The treaty was unanimously approved by the 27 EU heads of government in December. But EU efforts to ratify it have run into deep trouble. For the EU to become a party to the treaty, all 27 member countries would have to formally approve it.
That began to look increasingly unlikely -- so much so that in February the European Commission, the EU's executive branch, suspended ratification efforts and instead asked the EU's highest court to render an opinion on whether the treaty would abridge any fundamental European rights. The Commission's hope is that an opinion of the court will convinced doubters that ACTA does not limit freedom, and in that atmosphere ratification efforts could then resume.
"This debate must be based upon facts and not upon the misinformation or rumor that has dominated social media sites and blogs," EU Trade Commissioner Karel De Gucht said then.

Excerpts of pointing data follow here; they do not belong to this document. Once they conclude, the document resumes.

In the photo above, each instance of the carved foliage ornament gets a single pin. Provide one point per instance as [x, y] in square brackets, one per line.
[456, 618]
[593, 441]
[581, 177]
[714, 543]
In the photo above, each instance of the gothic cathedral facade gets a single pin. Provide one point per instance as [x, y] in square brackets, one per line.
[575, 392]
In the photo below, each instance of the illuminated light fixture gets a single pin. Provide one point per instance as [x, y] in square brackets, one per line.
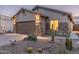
[54, 25]
[14, 20]
[37, 16]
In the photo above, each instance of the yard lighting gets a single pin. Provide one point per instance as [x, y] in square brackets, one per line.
[53, 27]
[37, 19]
[37, 23]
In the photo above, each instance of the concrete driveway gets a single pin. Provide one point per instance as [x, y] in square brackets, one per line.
[5, 38]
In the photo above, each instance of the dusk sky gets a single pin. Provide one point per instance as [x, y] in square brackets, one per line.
[10, 10]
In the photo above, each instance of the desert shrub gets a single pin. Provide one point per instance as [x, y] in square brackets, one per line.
[68, 42]
[29, 50]
[32, 37]
[40, 50]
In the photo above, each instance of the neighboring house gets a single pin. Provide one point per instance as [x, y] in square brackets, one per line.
[25, 20]
[5, 24]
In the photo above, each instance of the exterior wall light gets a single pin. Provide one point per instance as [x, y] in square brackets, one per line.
[53, 27]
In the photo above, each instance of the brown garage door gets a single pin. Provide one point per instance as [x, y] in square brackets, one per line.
[25, 27]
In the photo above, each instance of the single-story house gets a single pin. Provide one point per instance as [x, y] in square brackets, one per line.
[25, 20]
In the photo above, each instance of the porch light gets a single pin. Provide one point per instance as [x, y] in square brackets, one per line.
[54, 25]
[14, 20]
[37, 19]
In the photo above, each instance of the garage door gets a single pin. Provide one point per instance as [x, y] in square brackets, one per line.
[25, 27]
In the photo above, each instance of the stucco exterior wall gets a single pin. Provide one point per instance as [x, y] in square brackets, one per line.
[25, 17]
[53, 15]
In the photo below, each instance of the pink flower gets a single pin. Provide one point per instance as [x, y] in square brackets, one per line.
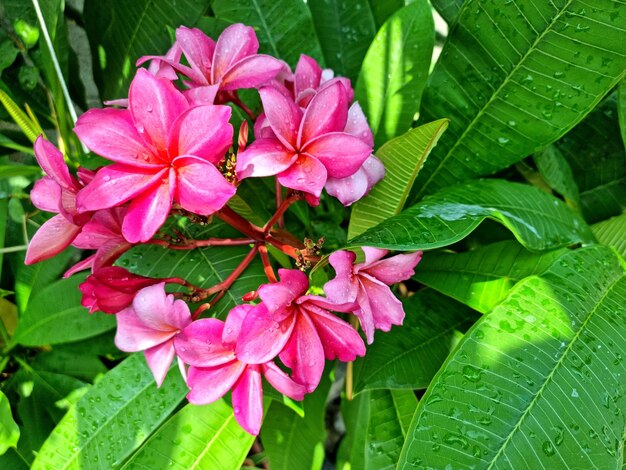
[230, 64]
[208, 346]
[368, 284]
[164, 151]
[299, 328]
[111, 289]
[102, 233]
[56, 193]
[151, 324]
[306, 148]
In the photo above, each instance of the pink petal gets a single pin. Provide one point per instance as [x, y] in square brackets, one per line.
[264, 157]
[307, 174]
[357, 125]
[395, 269]
[371, 256]
[386, 309]
[200, 344]
[233, 322]
[111, 133]
[211, 383]
[327, 112]
[308, 74]
[340, 339]
[134, 335]
[201, 95]
[46, 194]
[201, 189]
[154, 103]
[248, 400]
[262, 338]
[159, 359]
[277, 296]
[283, 115]
[159, 310]
[148, 212]
[202, 131]
[114, 185]
[343, 288]
[198, 49]
[304, 354]
[342, 154]
[282, 382]
[236, 42]
[54, 236]
[250, 72]
[51, 161]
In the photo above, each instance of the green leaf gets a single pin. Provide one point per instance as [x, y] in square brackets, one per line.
[204, 267]
[376, 425]
[538, 221]
[555, 170]
[112, 419]
[55, 316]
[410, 355]
[196, 437]
[121, 32]
[482, 278]
[345, 29]
[284, 27]
[514, 77]
[597, 157]
[403, 158]
[395, 69]
[9, 431]
[536, 383]
[612, 232]
[448, 9]
[292, 441]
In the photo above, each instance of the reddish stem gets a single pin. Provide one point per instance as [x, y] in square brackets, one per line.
[267, 265]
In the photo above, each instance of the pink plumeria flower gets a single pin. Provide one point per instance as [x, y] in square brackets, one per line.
[112, 289]
[164, 151]
[150, 324]
[368, 283]
[306, 147]
[215, 68]
[300, 328]
[55, 193]
[102, 233]
[356, 186]
[208, 346]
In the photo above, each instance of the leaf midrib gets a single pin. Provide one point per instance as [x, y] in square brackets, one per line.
[495, 93]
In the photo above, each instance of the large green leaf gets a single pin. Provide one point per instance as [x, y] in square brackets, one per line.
[55, 315]
[197, 437]
[403, 157]
[345, 29]
[514, 77]
[377, 423]
[121, 32]
[395, 69]
[612, 232]
[112, 419]
[410, 355]
[539, 221]
[482, 278]
[536, 383]
[293, 441]
[9, 432]
[596, 155]
[203, 267]
[284, 27]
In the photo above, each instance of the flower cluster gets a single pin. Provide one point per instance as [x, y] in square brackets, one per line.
[172, 152]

But EU participation in the treaty could be killed before that legal opinion is ever issued.
If the Parliament votes no on Wednesday, "It means this is the end of ACTA for the European Union, that's for sure," EU Parliament Spokesman Jaume Duch said.
Such an outcome would be a humiliation for the EU, which was one of the prime movers in the multi-year effort to negotiate the treaty. EU officials have maintained that ACTA would change nothing in European law, but would be simply an instance of the EU leading by example and exporting its strong copyright protection laws to other countries where safeguards are weaker.
The EU and 22 EU member states signed ACTA on Jan. 26, 2012 in Tokyo. The U.S. has also signed the agreement. Other signatories include Australia, Canada, Japan, Morocco, New Zealand, Singapore, and South Korea.